---
title: "Harness Design for Long-Running Agentic AI Development"
date: 2026-04-01
tags:
  - auto_ingested
language: en
key_points:
  - "Introduction of a three-agent architecture: planner, generator, and evaluator."
  - "Identification of 'context anxiety' where models wrap up work prematurely as limits approach."
  - "Implementation of 'context resets' over simple compaction to provide agents with a clean slate."
  - "Use of a standalone evaluator agent to provide skeptical feedback on both subjective and verifiable tasks."
  - "Defining concrete grading criteria (Design Quality, Originality, Craft, Functionality) to quantify aesthetic quality."
  - "The use of structured handoff artifacts to carry state across multiple autonomous sessions."
  - "Techniques inspired by Generative Adversarial Networks (GANs) applied to LLM workflows."
ingested_at: 2026-04-01T05:52:40.211441+00:00
---

## Summary

Anthropic engineer Prithvi Rajasekaran discusses new architectural approaches to improve Claude's performance in frontend design and autonomous coding. The work introduces a multi-agent harness utilizing generator and evaluator agents to overcome issues like 'context anxiety' and poor self-evaluation in long-running tasks.

## Content

[[Anthropic]] engineer [[Prithvi Rajasekaran]] details the evolution of [[harness design]] for agents performing [[autonomous software engineering]] and [[frontend design skill]]. To move beyond performance plateaus, a multi-agent structure inspired by [[Generative Adversarial Networks]] (GANs) was developed. This architecture uses a [[generator]] to create work and a skeptical [[evaluator]] to grade it based on specific criteria like [[Design quality]], [[Originality]], [[Craft]], and [[Functionality]]. 
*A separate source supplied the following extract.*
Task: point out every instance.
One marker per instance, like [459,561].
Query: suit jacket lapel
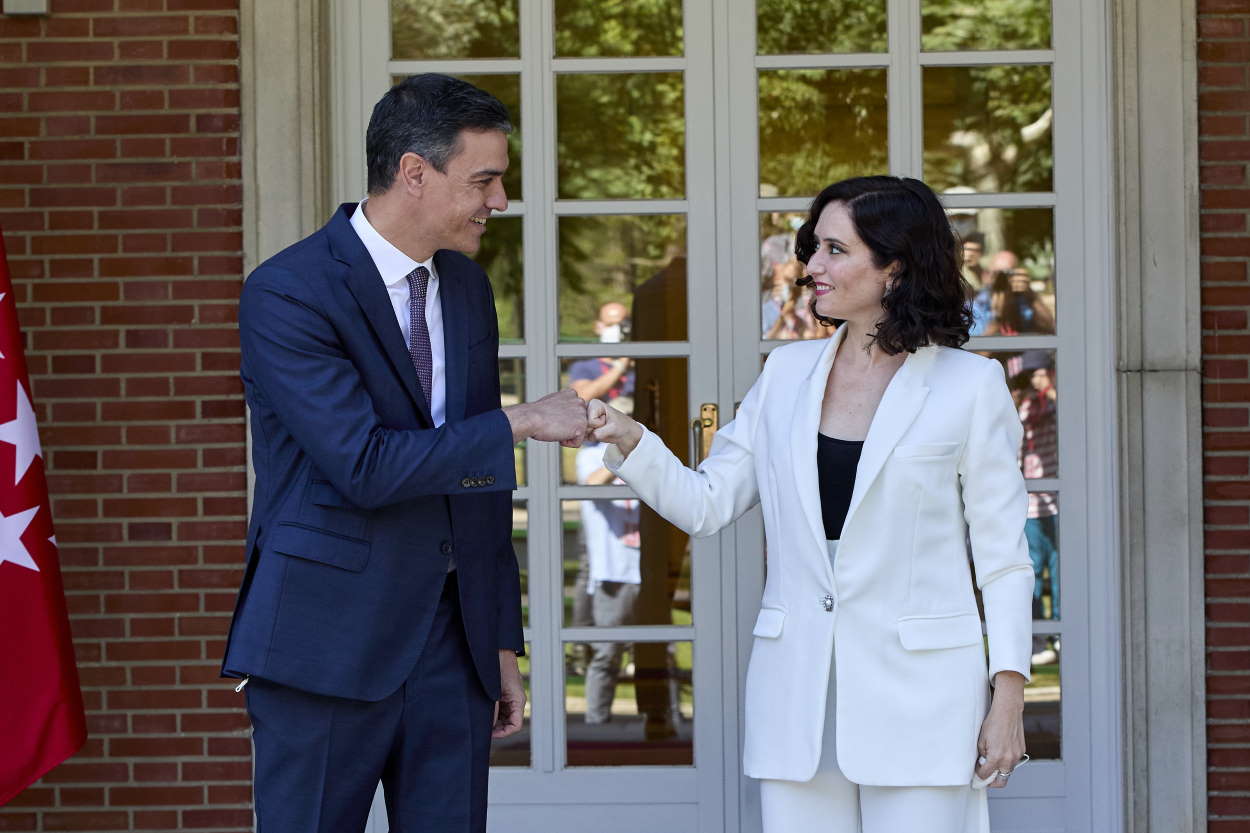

A major hurdle in long-running tasks is [[context anxiety]], where models like [[Claude Sonnet 4.5]] become less effective as the context window fills. While some use compaction, [[Anthropic]] found that full 'context resets' combined with structured handoff artifacts are more effective for giving the next agent a clean slate. The final architecture involves a three-agent loop—[[planner]], [[generator]], and [[evaluator]]—to build full-stack applications over multi-hour sessions. This approach addresses the 'self-evaluation' problem where agents typically praise their own mediocre work, by separating the creation and judgment roles into distinct agents.